After my interview on Wednesday, I got in and checked my emails. There bold as brass was one from the dentist's magazine. They were offering me the job.
As bad as it sounds, my heart sank. Now I'm left with lots of decisions to make about all the speculation I've been putting in over the last few weeks. With no other offers on the table, it looks like I might just have to bite the bullet and take the job.
My car won't be happy and I've got a horrid feeling that I won't be either after about six months. It's so far removed -- in location and subject matter-- from where I want to be at the moment.
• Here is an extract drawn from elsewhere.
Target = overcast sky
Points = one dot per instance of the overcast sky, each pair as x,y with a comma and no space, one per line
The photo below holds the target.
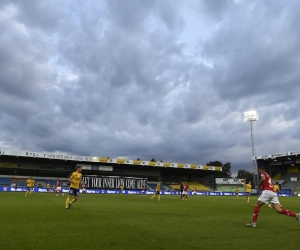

Also, they want someone for the long haul (they said at least 18 months) and that's definitely nowhere near how long I saw myself staying there. I was thinking, put in a sly 9 month placement and then fuck off. Get a better job and leave the dentistry publishing mourning my departure.
They've given me a start date and I'm really going to have to put my thinking cap on to work out what my next move is going to be. Moneywise, I desperately have to start working soon. I just don't want to feel like my hand is being forced to take a job I'm not anywhere near 100% sure about taking.
So in the meantime, I've been applying for other stuff. Quite promisingly, I've got another interview next week for a trainee features writing position. Again it's miles out the way (what is it with me only being offered jobs in the arse end of nowhere?), but the job is a lot further up my street then the other one.
So who knows. Fucking hell I need a drink. But, I mustn't succumb!